Trotter gave the Lord some help. He had his own process of mind over matter: dislike of the opposition sometimes bordering on demonization. Bergey, too, was so fired up before and during games, he said, that relationships with even his teammates were sometimes tested.

So I asked them about the topic of the week, about players fraternizing on the field after a loss. Did watching all those smiling, laughing Eagles players among Seahawks players last week bother them as it did some fans?

"I would not appreciate anyone doing that," said Bergey, who played from 1969 to 1980. "The laughing and the joking . . . You've got 16 opportunities. Stay completely ingrained and engulfed in what you are doing."

"I'll put it like this: It's not something I would do," Trotter said. "Because when I went into the competition, for the time period, I didn't like those guys. And I made it up in my mind that they didn't like me, either. That's just the way I competed. It gave me the edge to go out there. We play a violent sport. And when the game was over with, I left everything on the field. It was time for me to go to the locker room."

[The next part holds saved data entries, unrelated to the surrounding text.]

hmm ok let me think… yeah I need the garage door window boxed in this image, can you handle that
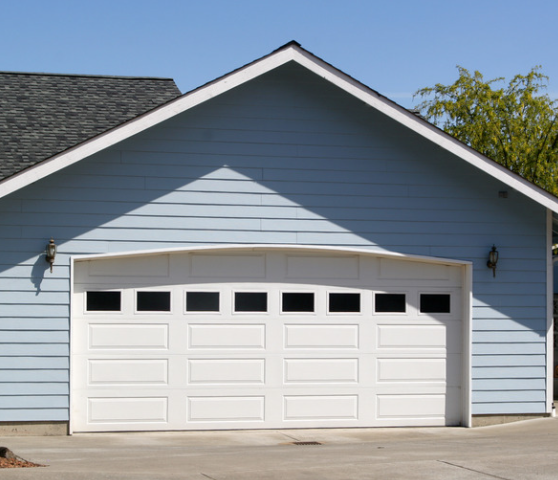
[282,292,314,312]
[234,292,267,312]
[186,292,220,312]
[86,291,121,312]
[328,293,360,313]
[375,293,406,313]
[137,291,171,312]
[420,294,451,313]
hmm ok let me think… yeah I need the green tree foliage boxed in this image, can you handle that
[414,67,558,195]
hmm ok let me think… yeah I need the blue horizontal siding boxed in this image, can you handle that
[473,331,545,343]
[473,402,546,415]
[0,278,69,292]
[473,294,546,307]
[473,343,546,355]
[473,390,546,403]
[2,383,69,395]
[0,199,22,212]
[0,396,68,409]
[474,319,546,331]
[0,319,69,330]
[474,378,546,390]
[473,306,546,320]
[0,357,69,369]
[472,367,546,378]
[3,213,544,238]
[0,409,68,422]
[0,292,69,305]
[472,355,546,367]
[0,344,69,356]
[0,370,68,382]
[0,264,70,278]
[0,331,69,343]
[0,305,69,317]
[0,61,549,422]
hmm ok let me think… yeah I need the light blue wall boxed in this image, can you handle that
[0,62,548,422]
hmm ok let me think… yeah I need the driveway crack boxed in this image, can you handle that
[437,460,512,480]
[200,473,219,480]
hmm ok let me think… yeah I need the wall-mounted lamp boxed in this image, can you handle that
[45,238,57,273]
[487,245,499,278]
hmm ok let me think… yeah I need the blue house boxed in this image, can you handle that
[1,42,557,434]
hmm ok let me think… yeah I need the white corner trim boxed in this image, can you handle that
[546,209,554,414]
[461,263,473,427]
[2,43,558,214]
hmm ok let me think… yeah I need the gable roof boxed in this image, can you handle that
[1,41,558,216]
[0,71,181,180]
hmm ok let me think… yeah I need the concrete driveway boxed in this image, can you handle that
[2,418,558,479]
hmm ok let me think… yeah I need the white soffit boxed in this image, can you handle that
[2,42,558,214]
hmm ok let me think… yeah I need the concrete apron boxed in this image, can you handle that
[2,418,558,479]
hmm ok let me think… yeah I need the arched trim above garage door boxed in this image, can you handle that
[70,245,472,433]
[71,243,473,266]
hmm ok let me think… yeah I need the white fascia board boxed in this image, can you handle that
[3,43,558,214]
[546,209,554,413]
[71,243,471,267]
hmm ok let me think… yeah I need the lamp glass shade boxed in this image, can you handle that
[488,246,498,266]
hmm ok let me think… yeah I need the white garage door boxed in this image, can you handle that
[71,249,464,432]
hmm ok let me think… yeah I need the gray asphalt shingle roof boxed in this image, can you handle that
[0,72,181,180]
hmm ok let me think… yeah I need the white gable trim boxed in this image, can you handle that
[291,48,558,213]
[2,42,558,213]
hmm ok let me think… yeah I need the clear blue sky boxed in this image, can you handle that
[2,0,557,108]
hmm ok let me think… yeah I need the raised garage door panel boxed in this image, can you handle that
[72,251,463,432]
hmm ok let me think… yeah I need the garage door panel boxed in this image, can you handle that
[377,358,446,383]
[376,322,462,354]
[188,396,265,422]
[72,250,464,431]
[188,324,266,349]
[284,358,359,384]
[377,394,446,419]
[284,324,359,349]
[89,324,169,350]
[377,324,446,349]
[88,397,169,424]
[187,359,266,385]
[283,395,359,421]
[89,359,169,385]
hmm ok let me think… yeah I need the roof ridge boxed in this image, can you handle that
[0,71,176,81]
[271,40,302,53]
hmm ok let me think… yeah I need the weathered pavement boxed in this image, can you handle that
[2,418,558,479]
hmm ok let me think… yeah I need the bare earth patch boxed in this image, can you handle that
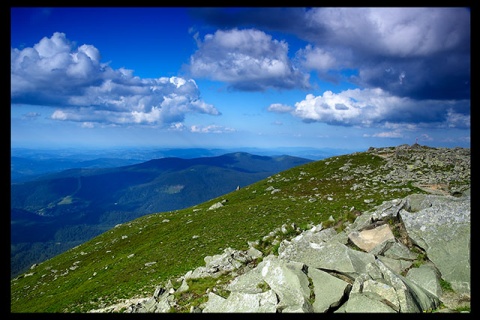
[413,183,450,196]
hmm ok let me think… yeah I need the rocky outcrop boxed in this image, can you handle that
[94,191,469,313]
[366,144,470,196]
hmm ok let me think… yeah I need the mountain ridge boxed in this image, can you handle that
[10,152,312,278]
[11,146,354,183]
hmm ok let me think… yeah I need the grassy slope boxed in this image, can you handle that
[11,150,453,312]
[10,153,311,279]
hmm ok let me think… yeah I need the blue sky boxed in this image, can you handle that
[10,7,471,151]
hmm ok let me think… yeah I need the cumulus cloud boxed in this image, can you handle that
[11,32,220,126]
[363,122,432,140]
[292,88,470,129]
[300,7,470,101]
[188,28,310,91]
[445,108,470,129]
[267,103,293,113]
[370,131,404,138]
[193,7,470,100]
[190,124,236,133]
[303,7,467,57]
[168,122,187,131]
[296,45,340,71]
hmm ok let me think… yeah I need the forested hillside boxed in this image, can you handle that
[11,152,311,278]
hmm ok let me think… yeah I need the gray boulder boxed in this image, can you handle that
[123,193,470,313]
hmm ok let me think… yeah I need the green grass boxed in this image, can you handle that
[454,306,470,312]
[172,274,232,312]
[11,149,464,313]
[439,279,454,292]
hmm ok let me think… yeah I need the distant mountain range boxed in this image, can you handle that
[10,152,312,278]
[11,146,357,182]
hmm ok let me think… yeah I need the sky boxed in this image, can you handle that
[10,7,471,152]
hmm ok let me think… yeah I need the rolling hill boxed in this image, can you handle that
[10,152,312,278]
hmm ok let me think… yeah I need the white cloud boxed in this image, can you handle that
[51,110,68,120]
[371,131,404,138]
[446,108,470,129]
[189,28,310,91]
[168,122,187,131]
[190,124,236,133]
[267,103,293,113]
[296,45,338,71]
[81,122,95,128]
[293,89,384,126]
[292,88,470,129]
[34,32,72,58]
[11,32,220,127]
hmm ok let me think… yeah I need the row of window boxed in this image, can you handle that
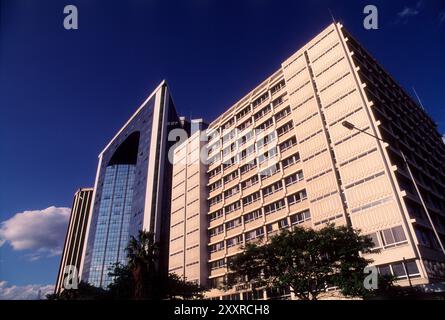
[208,108,293,161]
[209,154,302,204]
[209,190,308,237]
[209,209,311,261]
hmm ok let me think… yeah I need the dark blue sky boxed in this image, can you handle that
[0,0,444,288]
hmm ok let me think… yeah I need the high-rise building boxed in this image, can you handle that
[169,119,209,286]
[197,22,445,299]
[80,81,183,288]
[55,188,93,294]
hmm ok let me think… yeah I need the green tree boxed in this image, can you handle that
[108,230,203,300]
[228,224,383,300]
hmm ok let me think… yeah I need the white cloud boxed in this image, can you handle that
[0,281,54,300]
[0,206,70,260]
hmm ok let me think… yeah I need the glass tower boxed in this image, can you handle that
[81,81,183,288]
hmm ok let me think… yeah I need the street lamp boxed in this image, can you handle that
[341,120,445,257]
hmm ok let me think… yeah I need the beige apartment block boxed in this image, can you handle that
[201,22,445,300]
[169,124,209,286]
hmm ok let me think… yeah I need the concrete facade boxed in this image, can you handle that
[198,23,445,299]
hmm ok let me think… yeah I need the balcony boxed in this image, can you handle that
[241,183,261,198]
[226,225,243,238]
[282,160,302,177]
[209,249,225,261]
[209,215,224,229]
[225,207,243,221]
[263,189,286,205]
[244,217,264,230]
[288,199,309,216]
[227,244,243,256]
[285,180,305,196]
[277,129,296,145]
[209,186,223,199]
[242,199,262,215]
[209,200,224,213]
[209,267,227,278]
[280,143,299,160]
[208,170,223,185]
[223,176,240,190]
[265,207,288,223]
[208,232,225,244]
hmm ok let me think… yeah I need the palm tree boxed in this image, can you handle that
[126,230,160,299]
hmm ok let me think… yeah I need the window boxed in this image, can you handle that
[236,105,252,120]
[210,259,226,270]
[209,276,225,289]
[264,199,286,215]
[367,232,381,249]
[262,181,283,197]
[222,130,236,144]
[274,106,291,122]
[209,210,223,222]
[245,227,264,241]
[241,175,259,190]
[238,131,254,147]
[378,260,420,279]
[237,118,252,132]
[257,132,277,149]
[284,171,304,186]
[209,180,222,192]
[266,219,289,234]
[252,92,269,108]
[223,171,239,183]
[258,148,277,164]
[226,218,242,230]
[222,118,235,130]
[282,153,300,169]
[209,166,221,178]
[287,189,307,205]
[208,141,221,156]
[207,130,219,143]
[224,185,240,199]
[290,210,311,225]
[259,163,281,179]
[243,209,263,223]
[255,118,273,133]
[223,156,237,169]
[381,225,407,248]
[277,121,293,136]
[254,105,272,121]
[209,194,222,206]
[226,235,243,248]
[279,137,297,152]
[241,144,255,160]
[271,80,285,95]
[272,95,285,107]
[209,225,224,237]
[243,191,261,206]
[239,161,256,175]
[209,153,221,165]
[210,241,225,253]
[225,201,241,214]
[223,143,236,157]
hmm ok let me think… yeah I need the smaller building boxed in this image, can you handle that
[169,119,209,286]
[55,188,93,294]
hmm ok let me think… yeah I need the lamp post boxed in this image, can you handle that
[341,120,445,257]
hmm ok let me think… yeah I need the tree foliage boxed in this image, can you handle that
[48,230,203,300]
[228,224,385,300]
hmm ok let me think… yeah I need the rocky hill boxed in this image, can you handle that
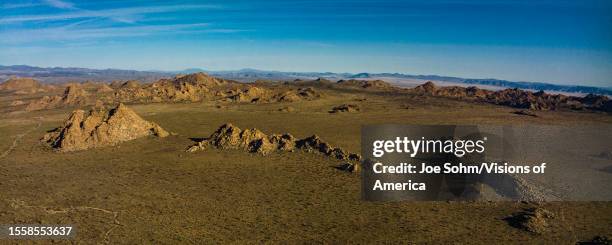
[42,103,169,151]
[26,84,91,111]
[0,77,56,95]
[336,79,393,90]
[411,82,612,112]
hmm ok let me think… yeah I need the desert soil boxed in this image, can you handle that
[1,87,611,243]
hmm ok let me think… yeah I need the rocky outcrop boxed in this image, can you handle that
[173,72,224,87]
[14,73,323,110]
[411,81,612,112]
[329,104,360,113]
[25,84,91,111]
[504,207,555,234]
[226,86,270,103]
[62,84,89,104]
[278,106,295,112]
[295,135,361,161]
[512,110,538,117]
[413,81,437,94]
[96,84,114,93]
[336,79,393,90]
[0,77,40,91]
[109,80,124,88]
[186,123,361,163]
[42,103,169,152]
[578,235,612,244]
[223,86,322,103]
[273,87,321,102]
[121,80,141,89]
[289,78,334,87]
[579,94,612,112]
[111,72,227,103]
[0,77,54,95]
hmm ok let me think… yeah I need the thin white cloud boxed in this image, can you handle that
[0,23,249,43]
[1,2,41,9]
[0,4,220,24]
[43,0,75,9]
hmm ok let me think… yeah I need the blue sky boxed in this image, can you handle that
[1,0,611,86]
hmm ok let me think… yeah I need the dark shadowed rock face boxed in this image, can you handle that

I offered some of the explanations I have heard from players and those who don't think much of it: Opposing players sometimes share agents, sometimes come from the same school or even the same conference, have been part of some player's wedding or even each other's.

That all existed in his day, too, Trotter said. "I'll see you in the offseason," he said.

And if players say they gave it their all, that there's nothing they can do now?

"It's got to bother you, though," Trotter said. "Losing's got to bother you a little bit. It should bother you . . . "

He kept repeating this as I kept adding to the what's-the-harm argument. It is not an uncommon sight to see hockey opponents meet after grueling games against each other, I tell him. Even fight combatants have been seen talking and exchanging handshakes in the alleys between dressing rooms afterwards.

"I do understand the game has changed," Trotter said finally. "There were times I made a big hit and would help the guy up . . . that gesture got to old players. So I can see it. I'm the old player now. so I'm not going to criticize those guys if they want to go up and say hi to a buddy. But when I see you laughing, going too long or too hard like the loss didn't bother you . . .

"I mean, I was pissed off after a loss . . . You see guys acting now like they had a barbecue."

You'll see it again tonight, too. At least at halftime you will, when Trotter trots out there on those God-given, demon-driven knees of his and takes his place among the team's greats - smiling and laughing, a barbecue for, and from, the ages.